I developer della famosa applicazione TrueCrypt hanno deciso di abbandonare il progetto perché risultato insicuro, la soluzione migliore è Bitlocker di Microsoft.

TrueCrypt in Ubuntu Linux
Sono molti gli user Linux che utilizzano TrueCrypt, software open source disponibile anche per Microsoft Windows e Mac con il quale è possibile creare, gesture e montare unità disco virtuali cifrate in modo tale da mantenere al sicuro dati importanti. A quanto pare il sistema fornito da TrueCrypt si è dimostrato poco sicuro, per questo motivo gli sviluppatori del progetto hanno deciso di abbandonarlo consigliando agli user altre alternative come ad esempio Microsoft BitLocker strumento di crittografia incluso in Windows.

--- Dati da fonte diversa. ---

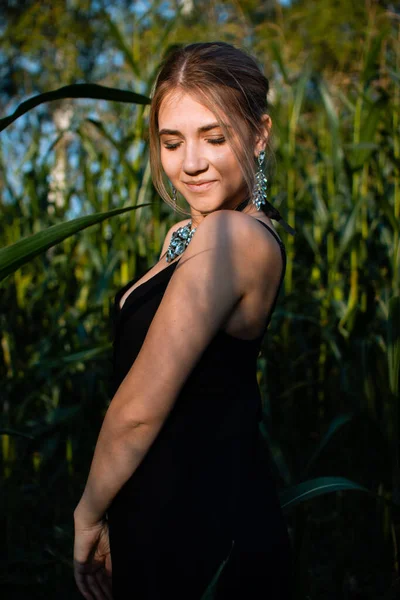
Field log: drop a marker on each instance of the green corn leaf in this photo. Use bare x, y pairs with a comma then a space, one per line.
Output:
393, 353
15, 255
75, 90
306, 490
336, 424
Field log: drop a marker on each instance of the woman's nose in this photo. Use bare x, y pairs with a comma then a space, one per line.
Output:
193, 160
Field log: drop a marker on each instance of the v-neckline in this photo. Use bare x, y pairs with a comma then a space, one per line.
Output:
126, 287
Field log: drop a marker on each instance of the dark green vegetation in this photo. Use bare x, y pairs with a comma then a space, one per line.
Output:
329, 370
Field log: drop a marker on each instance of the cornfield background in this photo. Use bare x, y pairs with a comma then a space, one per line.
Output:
80, 218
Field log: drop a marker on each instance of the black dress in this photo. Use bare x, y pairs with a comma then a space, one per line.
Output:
201, 493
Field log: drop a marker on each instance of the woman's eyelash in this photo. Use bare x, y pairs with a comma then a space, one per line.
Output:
174, 146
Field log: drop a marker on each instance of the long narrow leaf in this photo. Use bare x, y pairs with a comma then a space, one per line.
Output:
76, 90
316, 487
15, 255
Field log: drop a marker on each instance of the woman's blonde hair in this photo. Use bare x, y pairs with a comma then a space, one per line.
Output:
229, 83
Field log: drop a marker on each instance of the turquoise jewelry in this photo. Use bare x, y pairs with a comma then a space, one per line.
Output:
179, 241
174, 195
259, 196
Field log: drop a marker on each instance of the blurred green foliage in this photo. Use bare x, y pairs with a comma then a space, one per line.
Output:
329, 370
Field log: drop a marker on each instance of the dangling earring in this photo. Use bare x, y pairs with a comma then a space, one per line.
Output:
174, 195
260, 187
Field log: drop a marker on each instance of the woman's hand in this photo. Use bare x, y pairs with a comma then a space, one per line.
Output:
92, 559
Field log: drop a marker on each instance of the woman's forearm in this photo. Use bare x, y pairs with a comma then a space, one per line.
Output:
120, 448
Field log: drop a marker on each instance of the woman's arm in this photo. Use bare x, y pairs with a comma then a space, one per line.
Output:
213, 275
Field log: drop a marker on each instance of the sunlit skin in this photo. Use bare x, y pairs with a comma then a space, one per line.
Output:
192, 155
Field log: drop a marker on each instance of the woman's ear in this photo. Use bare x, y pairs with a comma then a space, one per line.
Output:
261, 142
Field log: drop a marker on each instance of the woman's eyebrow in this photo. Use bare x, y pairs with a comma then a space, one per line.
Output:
199, 130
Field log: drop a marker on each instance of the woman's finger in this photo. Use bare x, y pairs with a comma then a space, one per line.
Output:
105, 583
80, 579
95, 587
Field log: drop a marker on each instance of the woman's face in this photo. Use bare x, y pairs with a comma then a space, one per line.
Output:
193, 150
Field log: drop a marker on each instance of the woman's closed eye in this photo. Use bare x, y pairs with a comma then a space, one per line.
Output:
211, 141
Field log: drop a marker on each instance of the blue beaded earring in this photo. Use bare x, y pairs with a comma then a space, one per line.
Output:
174, 195
259, 196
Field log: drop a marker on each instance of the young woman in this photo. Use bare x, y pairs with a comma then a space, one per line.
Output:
176, 485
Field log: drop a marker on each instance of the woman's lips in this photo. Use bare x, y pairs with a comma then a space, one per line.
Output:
199, 188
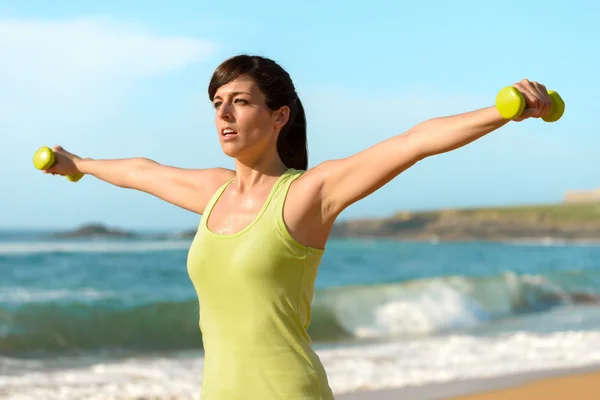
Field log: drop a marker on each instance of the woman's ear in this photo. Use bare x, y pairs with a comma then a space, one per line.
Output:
282, 116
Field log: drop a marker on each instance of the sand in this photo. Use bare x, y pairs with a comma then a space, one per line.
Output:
576, 384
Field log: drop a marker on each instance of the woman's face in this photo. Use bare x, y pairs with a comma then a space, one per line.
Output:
245, 124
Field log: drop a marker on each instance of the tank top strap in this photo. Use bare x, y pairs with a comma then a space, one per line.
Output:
211, 203
281, 189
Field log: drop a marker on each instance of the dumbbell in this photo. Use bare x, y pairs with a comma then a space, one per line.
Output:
511, 103
44, 159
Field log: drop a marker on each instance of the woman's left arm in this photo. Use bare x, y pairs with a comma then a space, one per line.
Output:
345, 181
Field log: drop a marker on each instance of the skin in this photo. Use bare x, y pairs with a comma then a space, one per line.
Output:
316, 198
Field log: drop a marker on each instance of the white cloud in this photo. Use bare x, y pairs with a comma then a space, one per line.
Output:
79, 70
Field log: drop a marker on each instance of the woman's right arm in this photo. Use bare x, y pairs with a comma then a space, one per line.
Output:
190, 189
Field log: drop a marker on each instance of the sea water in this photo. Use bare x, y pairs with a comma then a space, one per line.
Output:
118, 319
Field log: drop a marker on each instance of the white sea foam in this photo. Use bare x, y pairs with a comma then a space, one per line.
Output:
29, 295
12, 248
376, 366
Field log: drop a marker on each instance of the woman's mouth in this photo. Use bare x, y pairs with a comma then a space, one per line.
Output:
228, 132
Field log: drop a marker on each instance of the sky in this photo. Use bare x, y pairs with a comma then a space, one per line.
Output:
117, 79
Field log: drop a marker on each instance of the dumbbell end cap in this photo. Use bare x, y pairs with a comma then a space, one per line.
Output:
43, 158
510, 102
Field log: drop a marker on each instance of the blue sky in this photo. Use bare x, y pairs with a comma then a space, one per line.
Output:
116, 79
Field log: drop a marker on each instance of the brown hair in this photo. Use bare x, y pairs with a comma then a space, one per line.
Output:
279, 90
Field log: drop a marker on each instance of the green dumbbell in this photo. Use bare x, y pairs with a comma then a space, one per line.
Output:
511, 103
44, 158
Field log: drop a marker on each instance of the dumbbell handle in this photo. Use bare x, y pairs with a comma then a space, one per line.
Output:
511, 103
43, 159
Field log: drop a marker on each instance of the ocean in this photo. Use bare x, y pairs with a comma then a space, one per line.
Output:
118, 318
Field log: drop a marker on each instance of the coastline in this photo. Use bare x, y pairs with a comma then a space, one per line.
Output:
537, 384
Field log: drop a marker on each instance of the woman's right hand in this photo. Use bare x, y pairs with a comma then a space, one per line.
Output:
64, 163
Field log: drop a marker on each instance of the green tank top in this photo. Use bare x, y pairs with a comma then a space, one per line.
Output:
255, 289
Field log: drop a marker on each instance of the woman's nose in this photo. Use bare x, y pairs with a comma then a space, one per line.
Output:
224, 112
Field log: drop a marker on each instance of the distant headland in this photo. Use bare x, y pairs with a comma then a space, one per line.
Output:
574, 219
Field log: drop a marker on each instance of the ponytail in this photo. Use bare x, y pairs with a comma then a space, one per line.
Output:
279, 91
292, 143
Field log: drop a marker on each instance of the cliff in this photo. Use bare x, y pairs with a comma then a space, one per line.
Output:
563, 221
94, 230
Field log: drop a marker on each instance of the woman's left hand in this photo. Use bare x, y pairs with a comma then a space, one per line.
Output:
537, 100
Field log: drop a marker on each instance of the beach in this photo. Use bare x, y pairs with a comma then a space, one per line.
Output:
577, 383
117, 318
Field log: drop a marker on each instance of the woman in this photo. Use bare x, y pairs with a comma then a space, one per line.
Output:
264, 226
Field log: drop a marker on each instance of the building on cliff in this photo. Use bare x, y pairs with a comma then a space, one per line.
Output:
582, 196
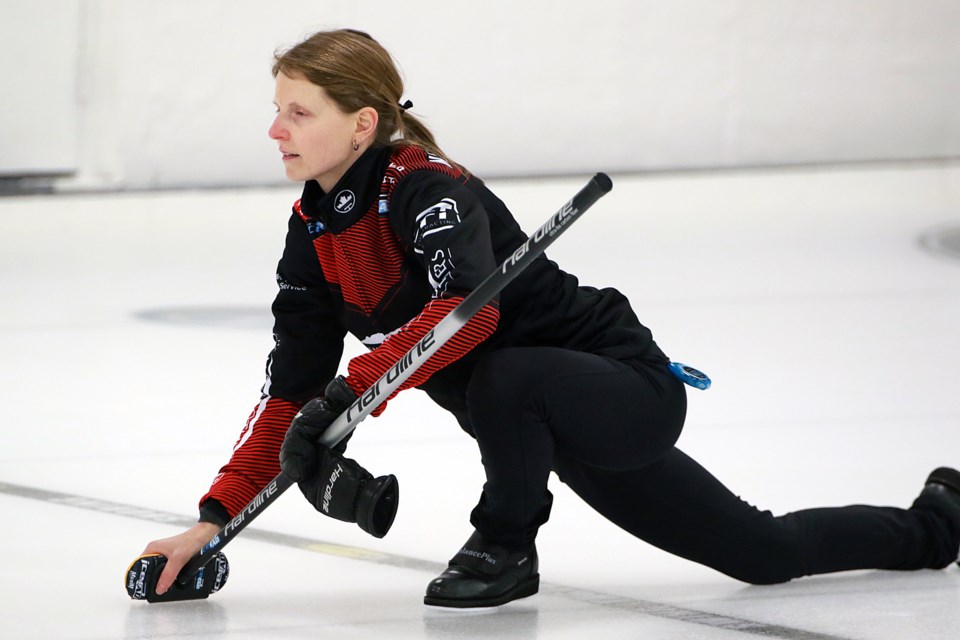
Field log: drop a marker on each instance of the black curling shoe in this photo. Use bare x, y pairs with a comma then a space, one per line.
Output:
943, 489
485, 575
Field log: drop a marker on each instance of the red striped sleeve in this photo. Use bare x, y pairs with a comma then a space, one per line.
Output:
256, 455
367, 368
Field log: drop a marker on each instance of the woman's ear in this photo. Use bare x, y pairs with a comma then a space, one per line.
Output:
367, 119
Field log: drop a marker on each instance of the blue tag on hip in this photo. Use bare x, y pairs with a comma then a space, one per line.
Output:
690, 376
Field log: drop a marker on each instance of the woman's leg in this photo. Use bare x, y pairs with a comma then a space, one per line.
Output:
678, 506
529, 405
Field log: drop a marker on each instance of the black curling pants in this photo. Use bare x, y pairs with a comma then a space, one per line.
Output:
608, 431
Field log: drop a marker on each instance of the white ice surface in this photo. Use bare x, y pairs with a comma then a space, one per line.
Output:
833, 340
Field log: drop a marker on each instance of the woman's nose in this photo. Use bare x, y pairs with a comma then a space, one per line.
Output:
276, 132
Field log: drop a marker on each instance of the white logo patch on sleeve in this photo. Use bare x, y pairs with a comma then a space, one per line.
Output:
440, 217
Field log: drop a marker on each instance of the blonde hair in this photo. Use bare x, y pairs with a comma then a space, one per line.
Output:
356, 72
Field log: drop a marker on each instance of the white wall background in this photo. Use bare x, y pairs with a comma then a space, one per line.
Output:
178, 93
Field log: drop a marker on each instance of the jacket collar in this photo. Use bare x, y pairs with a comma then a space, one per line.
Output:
353, 194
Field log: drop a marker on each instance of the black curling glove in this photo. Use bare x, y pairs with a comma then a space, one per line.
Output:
300, 452
336, 486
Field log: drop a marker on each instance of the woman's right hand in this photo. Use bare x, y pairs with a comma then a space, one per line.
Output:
179, 549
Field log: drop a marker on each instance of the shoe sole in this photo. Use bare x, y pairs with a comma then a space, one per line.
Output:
947, 477
523, 590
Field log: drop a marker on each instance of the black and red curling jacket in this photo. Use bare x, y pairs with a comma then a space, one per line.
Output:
399, 241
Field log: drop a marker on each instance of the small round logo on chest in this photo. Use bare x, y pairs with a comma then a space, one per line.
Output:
344, 201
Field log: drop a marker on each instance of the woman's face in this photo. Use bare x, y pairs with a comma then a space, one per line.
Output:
314, 136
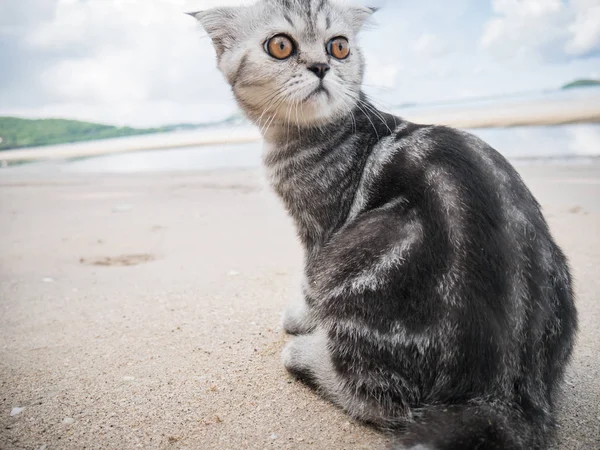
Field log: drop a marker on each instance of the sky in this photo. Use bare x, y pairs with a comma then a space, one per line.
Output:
144, 63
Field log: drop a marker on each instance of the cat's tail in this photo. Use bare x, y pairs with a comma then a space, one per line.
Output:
484, 426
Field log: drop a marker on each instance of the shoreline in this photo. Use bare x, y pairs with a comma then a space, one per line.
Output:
145, 312
537, 113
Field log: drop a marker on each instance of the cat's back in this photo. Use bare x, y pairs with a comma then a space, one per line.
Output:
446, 171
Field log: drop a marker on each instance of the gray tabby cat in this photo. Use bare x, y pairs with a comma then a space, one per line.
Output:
435, 301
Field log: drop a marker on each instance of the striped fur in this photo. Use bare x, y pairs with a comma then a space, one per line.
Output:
435, 299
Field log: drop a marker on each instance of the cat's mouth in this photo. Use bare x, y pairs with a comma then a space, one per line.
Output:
320, 89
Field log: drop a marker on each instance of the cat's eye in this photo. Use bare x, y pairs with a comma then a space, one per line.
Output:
280, 47
339, 48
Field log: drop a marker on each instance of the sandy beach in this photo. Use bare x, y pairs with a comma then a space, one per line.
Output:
579, 107
143, 311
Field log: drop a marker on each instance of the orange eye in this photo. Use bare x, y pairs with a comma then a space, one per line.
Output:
280, 47
339, 48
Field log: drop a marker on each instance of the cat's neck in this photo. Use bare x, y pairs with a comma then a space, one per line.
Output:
316, 171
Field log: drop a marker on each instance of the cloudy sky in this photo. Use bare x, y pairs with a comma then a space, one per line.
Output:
144, 63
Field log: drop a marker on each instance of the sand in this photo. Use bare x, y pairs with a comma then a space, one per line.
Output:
143, 311
502, 113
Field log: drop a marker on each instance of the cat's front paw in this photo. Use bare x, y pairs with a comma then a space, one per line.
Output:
297, 320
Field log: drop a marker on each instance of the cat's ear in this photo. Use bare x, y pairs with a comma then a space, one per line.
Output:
220, 25
360, 15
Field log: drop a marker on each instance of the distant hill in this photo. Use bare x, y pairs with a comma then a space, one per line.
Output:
581, 83
21, 133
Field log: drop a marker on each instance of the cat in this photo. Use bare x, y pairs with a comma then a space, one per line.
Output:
435, 301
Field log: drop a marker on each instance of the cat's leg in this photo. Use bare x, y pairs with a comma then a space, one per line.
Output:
308, 358
298, 318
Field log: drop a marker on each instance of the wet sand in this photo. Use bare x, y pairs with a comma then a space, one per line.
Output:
143, 311
503, 113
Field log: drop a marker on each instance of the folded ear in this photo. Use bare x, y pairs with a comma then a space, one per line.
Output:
220, 24
360, 15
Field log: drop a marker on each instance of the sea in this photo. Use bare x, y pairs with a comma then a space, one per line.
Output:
558, 144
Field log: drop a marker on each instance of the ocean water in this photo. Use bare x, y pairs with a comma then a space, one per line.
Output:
558, 144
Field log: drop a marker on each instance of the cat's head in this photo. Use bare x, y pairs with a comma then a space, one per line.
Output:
290, 61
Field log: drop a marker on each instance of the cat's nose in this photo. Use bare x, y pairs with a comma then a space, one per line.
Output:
320, 69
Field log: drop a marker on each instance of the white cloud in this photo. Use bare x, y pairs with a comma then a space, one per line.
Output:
543, 29
144, 63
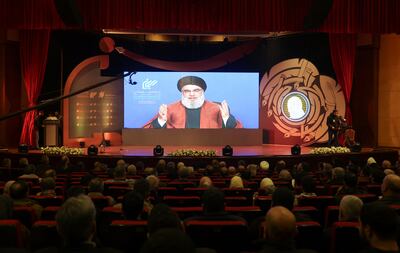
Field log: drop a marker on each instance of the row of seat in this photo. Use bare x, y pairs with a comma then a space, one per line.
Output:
225, 236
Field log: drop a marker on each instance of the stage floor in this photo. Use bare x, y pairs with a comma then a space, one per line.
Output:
261, 150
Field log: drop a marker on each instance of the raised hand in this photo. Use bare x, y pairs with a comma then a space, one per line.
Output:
224, 109
162, 112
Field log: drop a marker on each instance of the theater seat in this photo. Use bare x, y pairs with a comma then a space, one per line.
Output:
309, 235
177, 201
44, 234
331, 215
127, 235
25, 214
223, 236
345, 237
12, 234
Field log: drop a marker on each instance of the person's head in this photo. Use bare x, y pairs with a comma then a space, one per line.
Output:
119, 172
6, 207
213, 201
205, 182
7, 186
47, 183
168, 240
280, 165
153, 182
338, 174
132, 205
285, 175
350, 180
378, 222
121, 163
76, 220
386, 164
142, 187
231, 170
49, 173
192, 89
6, 163
44, 159
19, 190
280, 225
96, 185
308, 184
162, 216
267, 185
391, 185
23, 162
131, 170
184, 172
264, 165
253, 169
236, 182
350, 208
282, 196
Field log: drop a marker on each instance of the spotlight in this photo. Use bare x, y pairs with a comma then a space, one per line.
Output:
81, 144
227, 151
23, 148
92, 150
356, 147
296, 149
158, 151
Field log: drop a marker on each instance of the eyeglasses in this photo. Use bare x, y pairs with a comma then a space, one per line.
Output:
196, 91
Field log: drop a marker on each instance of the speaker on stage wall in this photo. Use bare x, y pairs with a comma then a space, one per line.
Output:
68, 12
296, 150
227, 151
158, 151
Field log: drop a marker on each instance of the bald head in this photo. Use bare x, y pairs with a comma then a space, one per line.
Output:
280, 224
391, 185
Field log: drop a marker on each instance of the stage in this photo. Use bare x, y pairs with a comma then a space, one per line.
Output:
250, 154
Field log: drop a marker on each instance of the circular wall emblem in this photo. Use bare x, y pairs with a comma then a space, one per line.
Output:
295, 106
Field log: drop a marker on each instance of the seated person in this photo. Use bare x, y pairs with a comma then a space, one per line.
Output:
48, 187
96, 188
132, 206
19, 195
214, 207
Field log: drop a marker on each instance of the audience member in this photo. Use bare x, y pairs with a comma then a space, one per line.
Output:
308, 186
19, 195
162, 217
379, 225
205, 182
48, 187
236, 182
168, 240
132, 206
350, 208
391, 190
280, 231
76, 224
96, 189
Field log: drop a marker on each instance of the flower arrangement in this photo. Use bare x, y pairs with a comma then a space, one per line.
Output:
62, 151
190, 152
331, 150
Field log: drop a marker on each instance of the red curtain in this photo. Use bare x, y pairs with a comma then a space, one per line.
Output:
343, 52
33, 52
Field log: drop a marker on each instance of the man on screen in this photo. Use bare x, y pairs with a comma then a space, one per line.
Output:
193, 111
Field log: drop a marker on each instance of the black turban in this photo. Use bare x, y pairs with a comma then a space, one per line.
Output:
194, 80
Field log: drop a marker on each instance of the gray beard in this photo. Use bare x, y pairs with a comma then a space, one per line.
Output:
193, 104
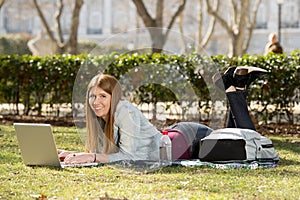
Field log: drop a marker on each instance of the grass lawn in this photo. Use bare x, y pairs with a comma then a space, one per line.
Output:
21, 182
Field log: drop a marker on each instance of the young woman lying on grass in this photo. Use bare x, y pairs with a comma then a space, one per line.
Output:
117, 130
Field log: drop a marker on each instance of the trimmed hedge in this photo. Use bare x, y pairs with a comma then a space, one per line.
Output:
33, 80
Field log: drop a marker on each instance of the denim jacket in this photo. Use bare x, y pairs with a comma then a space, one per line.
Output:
136, 137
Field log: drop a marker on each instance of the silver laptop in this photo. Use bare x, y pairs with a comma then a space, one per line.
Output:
38, 147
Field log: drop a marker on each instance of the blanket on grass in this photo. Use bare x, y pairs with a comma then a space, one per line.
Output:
148, 166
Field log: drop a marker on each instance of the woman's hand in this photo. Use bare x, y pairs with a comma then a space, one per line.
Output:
79, 158
62, 154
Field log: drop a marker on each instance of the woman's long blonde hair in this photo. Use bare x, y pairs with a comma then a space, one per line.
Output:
95, 133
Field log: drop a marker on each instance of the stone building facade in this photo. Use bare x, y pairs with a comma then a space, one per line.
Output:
102, 19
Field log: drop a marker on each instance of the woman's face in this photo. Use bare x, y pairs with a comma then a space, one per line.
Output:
99, 101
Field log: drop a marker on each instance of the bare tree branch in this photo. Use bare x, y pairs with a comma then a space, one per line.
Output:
211, 26
144, 14
177, 13
252, 24
159, 13
57, 16
74, 26
44, 21
221, 20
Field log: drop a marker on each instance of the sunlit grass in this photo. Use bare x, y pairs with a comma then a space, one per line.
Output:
21, 182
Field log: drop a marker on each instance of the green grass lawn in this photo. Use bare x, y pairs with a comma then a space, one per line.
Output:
21, 182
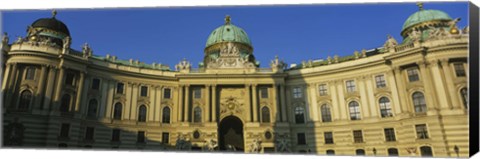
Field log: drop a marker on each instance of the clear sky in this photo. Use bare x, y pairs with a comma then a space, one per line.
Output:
294, 33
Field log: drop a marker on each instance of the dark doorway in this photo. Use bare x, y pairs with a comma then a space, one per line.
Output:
230, 132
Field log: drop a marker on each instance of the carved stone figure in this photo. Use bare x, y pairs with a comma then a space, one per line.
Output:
211, 145
282, 145
364, 53
336, 58
255, 147
87, 51
357, 54
5, 39
414, 35
390, 43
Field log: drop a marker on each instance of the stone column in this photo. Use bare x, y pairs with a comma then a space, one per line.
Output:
429, 90
207, 107
6, 76
133, 107
180, 103
128, 104
49, 88
335, 107
41, 88
159, 106
110, 94
392, 84
314, 109
438, 80
450, 84
10, 87
365, 112
283, 103
248, 103
214, 103
404, 104
344, 114
276, 103
83, 108
103, 99
187, 115
254, 102
59, 88
370, 86
152, 106
79, 92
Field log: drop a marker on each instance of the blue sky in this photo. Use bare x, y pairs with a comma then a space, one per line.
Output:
293, 32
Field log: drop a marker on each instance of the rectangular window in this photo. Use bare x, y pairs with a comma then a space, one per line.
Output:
328, 137
350, 86
166, 93
459, 69
322, 90
141, 137
357, 136
143, 91
297, 92
389, 134
301, 140
197, 93
64, 130
116, 135
165, 138
89, 133
413, 75
264, 92
422, 132
380, 80
95, 84
30, 74
70, 79
120, 88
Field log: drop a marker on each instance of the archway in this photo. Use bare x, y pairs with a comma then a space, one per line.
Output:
230, 132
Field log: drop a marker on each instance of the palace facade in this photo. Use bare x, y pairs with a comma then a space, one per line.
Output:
406, 98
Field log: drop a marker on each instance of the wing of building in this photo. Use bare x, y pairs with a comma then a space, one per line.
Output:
406, 98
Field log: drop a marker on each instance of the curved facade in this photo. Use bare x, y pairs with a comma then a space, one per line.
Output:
404, 99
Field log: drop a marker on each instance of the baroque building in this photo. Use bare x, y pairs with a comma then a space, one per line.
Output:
406, 98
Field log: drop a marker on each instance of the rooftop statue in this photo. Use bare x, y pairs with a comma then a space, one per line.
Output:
390, 43
5, 39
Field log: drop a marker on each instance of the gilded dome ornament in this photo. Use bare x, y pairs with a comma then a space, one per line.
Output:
227, 19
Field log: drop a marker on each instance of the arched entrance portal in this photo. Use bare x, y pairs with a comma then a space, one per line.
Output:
230, 132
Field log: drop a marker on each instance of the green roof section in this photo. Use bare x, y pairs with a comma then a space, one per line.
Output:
228, 33
425, 16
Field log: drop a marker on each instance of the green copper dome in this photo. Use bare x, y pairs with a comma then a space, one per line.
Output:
425, 16
228, 33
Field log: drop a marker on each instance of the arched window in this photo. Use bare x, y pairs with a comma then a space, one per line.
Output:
92, 108
117, 111
360, 152
166, 115
354, 110
392, 152
326, 115
299, 115
330, 152
265, 114
25, 100
464, 93
385, 109
419, 102
65, 104
426, 151
197, 115
142, 113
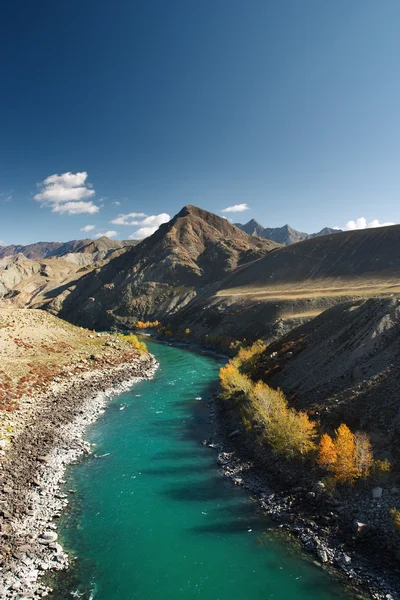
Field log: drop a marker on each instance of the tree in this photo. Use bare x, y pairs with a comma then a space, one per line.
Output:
327, 454
344, 468
291, 433
364, 456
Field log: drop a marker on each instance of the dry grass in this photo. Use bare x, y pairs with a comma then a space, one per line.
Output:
318, 289
34, 336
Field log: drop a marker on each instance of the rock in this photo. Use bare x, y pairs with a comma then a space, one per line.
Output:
360, 529
322, 555
319, 487
377, 493
47, 537
235, 433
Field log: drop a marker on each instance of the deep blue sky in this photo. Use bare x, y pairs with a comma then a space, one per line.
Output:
290, 106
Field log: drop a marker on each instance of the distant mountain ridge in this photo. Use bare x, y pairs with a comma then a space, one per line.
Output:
285, 235
163, 272
40, 250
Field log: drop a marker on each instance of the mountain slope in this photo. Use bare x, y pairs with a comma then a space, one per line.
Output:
162, 273
253, 227
292, 284
101, 247
285, 235
350, 254
354, 350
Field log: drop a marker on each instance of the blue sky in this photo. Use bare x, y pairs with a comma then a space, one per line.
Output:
290, 107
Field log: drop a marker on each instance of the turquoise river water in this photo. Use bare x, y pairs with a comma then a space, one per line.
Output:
155, 520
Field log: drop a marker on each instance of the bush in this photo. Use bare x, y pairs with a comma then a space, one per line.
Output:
288, 432
134, 341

Un fatto veramente molto strano dato che i developer di TrueCrypt non hanno indicato quali siano i reali problemi di sicurezza del software, alcune falle possono essere corrette con un’aggiornamento ecc.
Stando alcuni blog, TrueCrypt potrebbe nascondere alcune backdoor nascoste che potrebbero essere svelate a breve, per questo motivo gli sviluppatori hanno anticipato le mosse indicando che il software non è sicuro. Da notare inoltre il rilascio della nuova versione 7.2 di TrueCrypt approdato proprio poche ore fa come possiamo notare da questa pagina.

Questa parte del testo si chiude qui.